Now I must ”hapse the door,” and hie me to bed. As a matter of fact the people here are far too honest for us to lock the doors. Such a thing as theft is unheard of. Some may call it uncivilized. I call it the millennium!
_August 31_
I believe that the writer who described the climate of this country as being ”nine months snow and three months winter” was not far from the truth. In June the temperature of our rooms registered just above freezing point, in July we were enveloped in continuous fog, and in August we are having snow.
Such a tragic event has occurred. Our lettuce has been eaten by the Mission cow!
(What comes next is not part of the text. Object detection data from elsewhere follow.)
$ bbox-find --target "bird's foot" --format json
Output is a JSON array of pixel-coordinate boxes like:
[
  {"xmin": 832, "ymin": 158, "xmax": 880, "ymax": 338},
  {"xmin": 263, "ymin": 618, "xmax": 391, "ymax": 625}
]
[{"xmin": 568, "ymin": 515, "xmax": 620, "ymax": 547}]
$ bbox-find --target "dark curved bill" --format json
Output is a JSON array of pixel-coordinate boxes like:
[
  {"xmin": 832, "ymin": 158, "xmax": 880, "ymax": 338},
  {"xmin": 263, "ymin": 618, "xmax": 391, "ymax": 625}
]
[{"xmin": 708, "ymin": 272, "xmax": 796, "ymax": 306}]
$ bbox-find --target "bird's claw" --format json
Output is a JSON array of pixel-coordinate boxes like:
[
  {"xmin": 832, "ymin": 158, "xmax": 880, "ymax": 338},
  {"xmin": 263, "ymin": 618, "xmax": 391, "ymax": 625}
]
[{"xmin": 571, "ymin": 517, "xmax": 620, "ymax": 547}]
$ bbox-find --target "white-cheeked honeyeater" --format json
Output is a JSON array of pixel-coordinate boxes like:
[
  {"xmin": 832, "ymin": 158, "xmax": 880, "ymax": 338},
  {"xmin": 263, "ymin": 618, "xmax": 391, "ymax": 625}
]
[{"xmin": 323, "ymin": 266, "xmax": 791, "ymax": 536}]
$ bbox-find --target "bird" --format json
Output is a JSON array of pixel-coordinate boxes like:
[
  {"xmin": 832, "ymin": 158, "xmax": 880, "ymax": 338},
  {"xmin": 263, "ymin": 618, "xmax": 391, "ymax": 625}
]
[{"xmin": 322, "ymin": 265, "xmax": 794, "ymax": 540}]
You know how hard it is to get anything to grow here.
Well, after having nearly killed ourselves in making a square inch of ground into something resembling a bed, we had watched this lettuce grow from day to day as the little green shoots struggled bravely against the frost and cold. Then a few nights ago I was awakened by the tinkle of a bell beneath my window. Hastily flinging on wrapper and shoes I fled to save our one and only ewe lamb. But all the morning light revealed was a desperate cold in the head, and an empty bed from which the glory had departed.
Topsy has just been amusing herself by turning on the corridor taps to watch the water run downstairs! Oh! Topsy,
”'Tis thine to teach us what dull hearts forget How near of kin we are to springing flowers.”
News has just reached us that the mail boat from St. Barbe to St.
Antoine has gone ash.o.r.e on the rocks and is a total wreck. Happily no lives were lost, but unhappily wrecks are of such frequent occurrence on this dangerous coast as to excite little comment.
Drusilla, aged five, has been to my door to enquire if the children may play with their dolls in the house. I believe in open-air treatment, so I replied with kindness, but firmly withal, that ”out of doors” was the order of the day. I was a little electrified to hear her return to the playroom and announce that ”Teacher says you are to go out, every darned one of you!” I was equally electrified the other day to overhear Drusilla enquiring of her fellow philosophers which they liked the best, ”Teacher, the Doctor, or the Lord Jesus Christ.”
In the midst of writing to you I was called away to interview a young man from the other side of the harbour. He wanted me to give him some of the milk used in the Home, for his baby, as at the hospital they could only furnish him with canned milk, guaranteed by the label, he claimed, to give ”typhoid, diphtheria, and scarlet fever”!
_September 7_
It is a windy, rainy night, and I have told Topsy, who has a cold, that she cannot come with us to church. After a wild outburst of anger she was heard to mutter that ”Teacher wouldn't let her go to church because she was afraid she would get too good.”